L’Iran, dont l’opposition au projet raciste et colonialiste d’Israël est un principe et même un dogme depuis le triomphe de la Révolution islamique en 1979, n’est pas facilement provoqué à une réaction épidermique, et a toujours préféré agir avec patience et sur le long terme – souvenons-nous de sa retenue après le massacre de ses diplomates en Afghanistan en 1998. L’objectif de l’Iran n’est pas de mener une simple opération de représailles pour venger ses officiers et soldats délibérément (ou accidentellement, comme ce fut le cas à Kuneitra en janvier 2015) tués par Israël, mais bien d’œuvrer à la libération complète de la Palestine en mettant fin au « régime sioniste » illégitime, à l’image du  régime d’apartheid en Afrique du Sud, qui s’est effondré après sa défaite militaire en Angola et en Namibie – contre des mulâtres cubains, considérés avec autant de racisme que le suprématisme juif israélien considère les ArabushimComme l’a souligné Hassan Nasrallah, l’agression directe d’Israël contre les forces iraniennes en Syrie constitue un tournant majeur dans l’histoire du conflit israélo-arabe – ou plutôt israélo-arabo-perse – et Israël doit maintenant s’attendre à affronter directement les forces iraniennes – que ce soit en Syrie, en Palestine occupée ou même ailleurs. Du reste, lorsque les missiles iraniens entrent en scène, ils sont lancés depuis le territoire de la République islamique et avec un succès indéniable, comme l’ont montré les frappes contre Daech à Deir-Ez-Zor le 18 juin 2017, en représailles aux attaques terroristes survenues à Téhéran.

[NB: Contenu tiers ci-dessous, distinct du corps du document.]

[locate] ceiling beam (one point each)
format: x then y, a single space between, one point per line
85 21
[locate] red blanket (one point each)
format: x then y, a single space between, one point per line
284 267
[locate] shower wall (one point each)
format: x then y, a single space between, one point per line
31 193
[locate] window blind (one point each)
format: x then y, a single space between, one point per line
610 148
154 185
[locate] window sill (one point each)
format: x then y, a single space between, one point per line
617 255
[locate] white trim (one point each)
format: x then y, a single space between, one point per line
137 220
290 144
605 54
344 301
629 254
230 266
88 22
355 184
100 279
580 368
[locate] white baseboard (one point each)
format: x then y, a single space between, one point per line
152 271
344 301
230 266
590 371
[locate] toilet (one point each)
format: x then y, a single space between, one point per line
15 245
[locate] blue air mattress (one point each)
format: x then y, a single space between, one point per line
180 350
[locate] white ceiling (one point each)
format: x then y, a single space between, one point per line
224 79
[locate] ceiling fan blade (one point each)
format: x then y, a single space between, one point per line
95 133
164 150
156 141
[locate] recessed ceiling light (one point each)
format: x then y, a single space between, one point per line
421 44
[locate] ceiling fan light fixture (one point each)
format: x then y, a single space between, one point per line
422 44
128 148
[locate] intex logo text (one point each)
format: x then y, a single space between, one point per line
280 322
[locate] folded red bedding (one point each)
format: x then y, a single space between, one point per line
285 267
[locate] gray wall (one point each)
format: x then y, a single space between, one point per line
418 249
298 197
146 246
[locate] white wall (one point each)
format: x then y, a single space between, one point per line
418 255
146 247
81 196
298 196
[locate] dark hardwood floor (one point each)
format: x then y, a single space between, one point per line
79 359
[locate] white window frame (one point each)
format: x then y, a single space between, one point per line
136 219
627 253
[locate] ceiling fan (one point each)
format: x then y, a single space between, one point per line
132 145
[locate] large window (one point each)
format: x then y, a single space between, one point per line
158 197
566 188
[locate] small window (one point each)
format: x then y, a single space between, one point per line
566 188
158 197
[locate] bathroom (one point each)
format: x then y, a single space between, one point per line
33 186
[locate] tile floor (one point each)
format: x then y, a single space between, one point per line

Comme on le voit, la réalité ne saurait être plus différente de la fable qui a été propagée par la majorité des médias. Les « journalistes » qui reprennent docilement les éléments de langage d’Israël se transforment en officines de propagande de Tsahal et de la véritable « diplomatie du mensonge » mise en place par Netanyahou. Israël ment en effet constamment au monde – et, de plus en plus, à sa propre population. Et lorsque ses actions inconsidérées ont des répercussions désastreuses, il publie des communiqués hâtifs dans lesquels il se présente comme une victime d’une part, tout en affirmant d’autre part, via Lieberman et via la Russie, n’avoir aucune intention de se diriger vers une escalade et espérer qu’on s’en tiendra là – proclamer le succès de ses frappes de représailles est un moyen de faire comprendre qu’il ne veut pas aller plus loin. Les médias internationaux se sont contentés de reprendre ces déclarations immédiatement après les premières attaques, sans la moindre distance critique. Les acteurs rationnels comme l’Iran, la Syrie et le Hezbollah – ou la Russie – pour leur part, ne sont pas si pressés de s’exprimer et de confirmer ou infirmer les allégations des uns et des autres, laissant leurs adversaires s’empêtrer dans leurs mensonges, et certains de la primauté de la réalité du terrain qui leur devient plus favorable de jour en jour. Du reste, le fait qu’un revers cuisant pour Israël, qui renverse littéralement la donne stratégique, soit transformé en un succès militaire par la propagande sioniste et atlantiste, et conjugué à des protestations israéliennes de non-belligérance, ne peut que conforter l’Axe de la Résistance dans ses choix.